In doing some of my research on imperialism, I ordered this book authored by a Mason Economist John Nye. This book is about the political economy of Anglo-French trade from 1689 to 1900. This may seem boring to you but as you can see in the title, it definitely is not. The purpose for my research in the book is how the British empire raised their revenues . As Nye shows, they partly did this through excise taxes that are also known as indirect taxes. He mainly focuses on the taxes of wine and alcohol.
I could not better sum it up than he has here at the beginning of his book:
“Why do the British drink beer and not wine? How did commercial tariff policy designed to protect domestic interests help the British state raise revenues to the point where Britain emerged as the leading European power of the eighteenth century? These two seemly unrelated issues are at the heart of one of the most important and underexplored cases in modern economic. history.”
Obviously, this is what he explores throughout his book. Nye explains that the reason why the citizens of Britain drink beer and not wine is because of tariffs on French wine. This shows the competitive nature between both Britain and France during this time. Nye also busts the myth that Britain was all about free trade at this time. They in fact had many tariffs to protect domestic industries and were plagued by rent seeking activity.

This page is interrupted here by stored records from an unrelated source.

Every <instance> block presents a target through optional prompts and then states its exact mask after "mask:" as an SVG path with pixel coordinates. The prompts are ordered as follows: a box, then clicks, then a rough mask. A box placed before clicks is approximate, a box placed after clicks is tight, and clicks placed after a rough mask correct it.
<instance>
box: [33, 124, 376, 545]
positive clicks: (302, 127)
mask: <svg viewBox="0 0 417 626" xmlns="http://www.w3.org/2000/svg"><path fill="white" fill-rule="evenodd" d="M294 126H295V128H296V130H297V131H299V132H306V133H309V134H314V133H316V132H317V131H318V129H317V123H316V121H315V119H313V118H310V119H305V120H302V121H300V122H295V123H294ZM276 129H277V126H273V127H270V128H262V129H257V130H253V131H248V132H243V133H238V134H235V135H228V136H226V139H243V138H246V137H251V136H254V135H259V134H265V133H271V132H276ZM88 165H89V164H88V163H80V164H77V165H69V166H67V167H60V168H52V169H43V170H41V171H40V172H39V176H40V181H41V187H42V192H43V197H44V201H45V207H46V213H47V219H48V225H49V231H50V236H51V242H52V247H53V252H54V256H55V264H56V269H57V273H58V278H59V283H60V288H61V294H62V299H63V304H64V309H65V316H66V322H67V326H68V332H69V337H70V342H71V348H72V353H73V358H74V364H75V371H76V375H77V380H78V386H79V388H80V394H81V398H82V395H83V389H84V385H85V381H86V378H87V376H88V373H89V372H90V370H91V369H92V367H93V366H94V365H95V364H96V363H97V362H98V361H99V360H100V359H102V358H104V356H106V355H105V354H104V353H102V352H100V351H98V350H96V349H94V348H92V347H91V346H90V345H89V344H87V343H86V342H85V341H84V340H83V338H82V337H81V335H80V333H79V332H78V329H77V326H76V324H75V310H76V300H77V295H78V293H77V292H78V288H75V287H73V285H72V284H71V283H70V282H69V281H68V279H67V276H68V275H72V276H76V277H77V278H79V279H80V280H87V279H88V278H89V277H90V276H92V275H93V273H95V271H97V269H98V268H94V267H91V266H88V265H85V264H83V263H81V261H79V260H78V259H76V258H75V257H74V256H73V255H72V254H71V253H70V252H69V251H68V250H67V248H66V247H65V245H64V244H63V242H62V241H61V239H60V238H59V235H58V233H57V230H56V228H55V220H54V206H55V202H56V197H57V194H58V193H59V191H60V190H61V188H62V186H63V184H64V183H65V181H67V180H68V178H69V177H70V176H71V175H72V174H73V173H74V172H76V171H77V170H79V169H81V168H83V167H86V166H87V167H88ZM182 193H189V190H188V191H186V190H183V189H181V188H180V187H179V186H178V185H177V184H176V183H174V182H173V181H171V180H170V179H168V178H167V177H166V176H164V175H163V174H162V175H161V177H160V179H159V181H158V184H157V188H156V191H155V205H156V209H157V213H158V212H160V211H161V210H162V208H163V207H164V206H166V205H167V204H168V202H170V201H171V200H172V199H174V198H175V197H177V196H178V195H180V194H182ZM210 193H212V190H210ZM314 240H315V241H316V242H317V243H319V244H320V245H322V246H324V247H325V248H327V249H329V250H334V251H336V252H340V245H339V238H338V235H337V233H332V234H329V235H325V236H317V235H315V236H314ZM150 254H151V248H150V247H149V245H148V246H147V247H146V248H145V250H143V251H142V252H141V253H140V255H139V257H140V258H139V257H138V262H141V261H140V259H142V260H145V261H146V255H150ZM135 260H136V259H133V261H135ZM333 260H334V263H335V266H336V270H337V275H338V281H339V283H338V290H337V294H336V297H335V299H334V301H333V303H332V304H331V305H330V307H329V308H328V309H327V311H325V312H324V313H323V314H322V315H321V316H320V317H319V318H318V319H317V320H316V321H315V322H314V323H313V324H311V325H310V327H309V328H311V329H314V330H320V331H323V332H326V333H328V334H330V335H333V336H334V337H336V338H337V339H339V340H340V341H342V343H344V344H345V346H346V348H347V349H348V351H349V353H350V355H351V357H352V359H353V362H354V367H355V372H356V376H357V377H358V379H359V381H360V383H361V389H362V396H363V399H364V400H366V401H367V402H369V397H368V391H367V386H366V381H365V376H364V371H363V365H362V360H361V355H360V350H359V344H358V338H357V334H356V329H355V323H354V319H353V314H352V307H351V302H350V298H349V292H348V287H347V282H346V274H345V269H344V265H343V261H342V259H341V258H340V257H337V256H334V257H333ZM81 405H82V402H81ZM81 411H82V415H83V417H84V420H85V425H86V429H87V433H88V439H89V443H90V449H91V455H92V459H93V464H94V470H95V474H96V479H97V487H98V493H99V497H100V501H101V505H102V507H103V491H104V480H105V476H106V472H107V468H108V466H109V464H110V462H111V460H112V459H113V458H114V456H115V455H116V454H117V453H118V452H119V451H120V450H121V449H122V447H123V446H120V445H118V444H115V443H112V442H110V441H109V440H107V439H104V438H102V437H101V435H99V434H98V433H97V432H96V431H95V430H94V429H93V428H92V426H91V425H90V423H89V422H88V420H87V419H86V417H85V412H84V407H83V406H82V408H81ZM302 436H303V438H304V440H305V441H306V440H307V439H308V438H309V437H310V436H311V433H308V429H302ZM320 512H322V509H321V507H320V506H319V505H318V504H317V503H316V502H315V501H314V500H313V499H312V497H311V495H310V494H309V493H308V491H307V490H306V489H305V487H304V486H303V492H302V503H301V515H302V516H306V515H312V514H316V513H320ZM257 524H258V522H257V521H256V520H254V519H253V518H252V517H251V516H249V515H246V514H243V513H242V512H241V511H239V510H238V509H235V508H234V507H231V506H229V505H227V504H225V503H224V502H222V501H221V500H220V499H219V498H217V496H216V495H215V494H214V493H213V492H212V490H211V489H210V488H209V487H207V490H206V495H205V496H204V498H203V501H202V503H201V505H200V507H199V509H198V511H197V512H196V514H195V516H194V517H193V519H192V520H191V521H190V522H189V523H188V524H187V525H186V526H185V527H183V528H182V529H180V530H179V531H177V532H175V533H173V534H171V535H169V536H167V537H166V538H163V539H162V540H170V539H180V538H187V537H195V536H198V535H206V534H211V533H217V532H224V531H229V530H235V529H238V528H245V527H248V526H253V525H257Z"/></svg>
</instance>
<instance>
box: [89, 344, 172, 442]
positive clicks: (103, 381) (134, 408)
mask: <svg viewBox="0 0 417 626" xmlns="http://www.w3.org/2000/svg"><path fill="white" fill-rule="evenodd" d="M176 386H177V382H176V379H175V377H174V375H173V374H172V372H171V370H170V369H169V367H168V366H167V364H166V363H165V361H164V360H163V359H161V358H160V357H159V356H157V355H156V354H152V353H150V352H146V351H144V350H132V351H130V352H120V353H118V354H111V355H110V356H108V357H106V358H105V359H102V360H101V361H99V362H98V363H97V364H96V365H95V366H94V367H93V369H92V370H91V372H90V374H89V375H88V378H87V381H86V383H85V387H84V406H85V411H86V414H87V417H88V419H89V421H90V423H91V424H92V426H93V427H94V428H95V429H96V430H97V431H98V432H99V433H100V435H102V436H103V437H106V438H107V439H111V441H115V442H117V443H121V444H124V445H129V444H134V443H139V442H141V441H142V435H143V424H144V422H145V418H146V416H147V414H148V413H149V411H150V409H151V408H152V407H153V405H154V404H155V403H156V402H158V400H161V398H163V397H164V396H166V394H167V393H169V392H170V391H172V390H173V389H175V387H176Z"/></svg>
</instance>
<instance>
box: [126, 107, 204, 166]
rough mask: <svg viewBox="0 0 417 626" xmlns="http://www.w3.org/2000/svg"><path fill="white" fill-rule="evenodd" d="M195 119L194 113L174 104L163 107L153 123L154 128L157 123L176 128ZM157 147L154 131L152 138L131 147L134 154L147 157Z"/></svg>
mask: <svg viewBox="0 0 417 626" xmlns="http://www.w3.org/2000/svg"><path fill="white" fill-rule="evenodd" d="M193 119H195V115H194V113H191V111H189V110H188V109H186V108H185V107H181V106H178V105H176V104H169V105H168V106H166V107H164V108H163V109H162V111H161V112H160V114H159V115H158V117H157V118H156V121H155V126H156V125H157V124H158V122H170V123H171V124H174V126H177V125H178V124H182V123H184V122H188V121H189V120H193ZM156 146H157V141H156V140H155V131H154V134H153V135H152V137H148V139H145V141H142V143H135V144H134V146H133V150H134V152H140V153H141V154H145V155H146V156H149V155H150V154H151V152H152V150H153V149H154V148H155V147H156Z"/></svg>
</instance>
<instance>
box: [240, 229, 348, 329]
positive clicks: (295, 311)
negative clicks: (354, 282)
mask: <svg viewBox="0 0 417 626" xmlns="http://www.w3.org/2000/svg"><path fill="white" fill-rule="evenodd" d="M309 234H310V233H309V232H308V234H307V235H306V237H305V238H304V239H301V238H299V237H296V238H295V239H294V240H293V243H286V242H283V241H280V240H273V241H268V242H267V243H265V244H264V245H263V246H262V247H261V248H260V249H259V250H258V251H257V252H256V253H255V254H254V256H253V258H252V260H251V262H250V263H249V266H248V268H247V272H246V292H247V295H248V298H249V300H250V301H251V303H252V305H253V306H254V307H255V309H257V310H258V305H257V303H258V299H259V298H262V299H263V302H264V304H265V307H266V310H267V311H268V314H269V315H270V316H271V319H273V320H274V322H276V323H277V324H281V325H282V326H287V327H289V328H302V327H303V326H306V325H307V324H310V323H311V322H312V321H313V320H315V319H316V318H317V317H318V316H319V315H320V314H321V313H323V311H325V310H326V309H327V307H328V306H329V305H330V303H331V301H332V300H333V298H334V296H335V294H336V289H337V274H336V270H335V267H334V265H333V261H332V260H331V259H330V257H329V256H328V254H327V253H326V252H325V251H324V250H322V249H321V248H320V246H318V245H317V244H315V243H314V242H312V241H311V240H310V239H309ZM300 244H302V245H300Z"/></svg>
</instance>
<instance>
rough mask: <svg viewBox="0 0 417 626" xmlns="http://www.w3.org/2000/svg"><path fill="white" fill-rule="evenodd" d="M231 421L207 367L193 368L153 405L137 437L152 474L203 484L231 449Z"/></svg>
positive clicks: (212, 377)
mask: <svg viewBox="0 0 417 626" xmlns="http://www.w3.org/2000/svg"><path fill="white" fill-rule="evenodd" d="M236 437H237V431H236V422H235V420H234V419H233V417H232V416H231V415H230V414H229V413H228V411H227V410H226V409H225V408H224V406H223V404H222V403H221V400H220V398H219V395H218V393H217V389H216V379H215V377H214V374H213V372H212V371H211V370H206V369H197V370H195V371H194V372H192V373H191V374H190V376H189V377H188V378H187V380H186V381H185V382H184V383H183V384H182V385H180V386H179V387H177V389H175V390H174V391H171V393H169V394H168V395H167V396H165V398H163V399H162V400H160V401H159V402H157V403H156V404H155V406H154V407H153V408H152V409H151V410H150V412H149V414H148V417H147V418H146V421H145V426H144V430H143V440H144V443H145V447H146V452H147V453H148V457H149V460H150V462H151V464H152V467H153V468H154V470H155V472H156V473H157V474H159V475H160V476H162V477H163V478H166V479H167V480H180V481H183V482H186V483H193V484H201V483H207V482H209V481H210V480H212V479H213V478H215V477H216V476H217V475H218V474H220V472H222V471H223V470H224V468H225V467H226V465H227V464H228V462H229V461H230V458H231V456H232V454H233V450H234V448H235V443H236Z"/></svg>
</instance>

This means that the parliament would create these tariffs in exchange for stuff from the domestic industries.
There really isn’t any bad stuff to say about this book. I just wish he went into more about imperialism, but that is my research program so I am being a purely self interested. This book is well researched and not to hard for the layman to understand. There are some graphs and at the end of his book, Nye runs his model and his regression. Anyone who loves history and economics will love this book.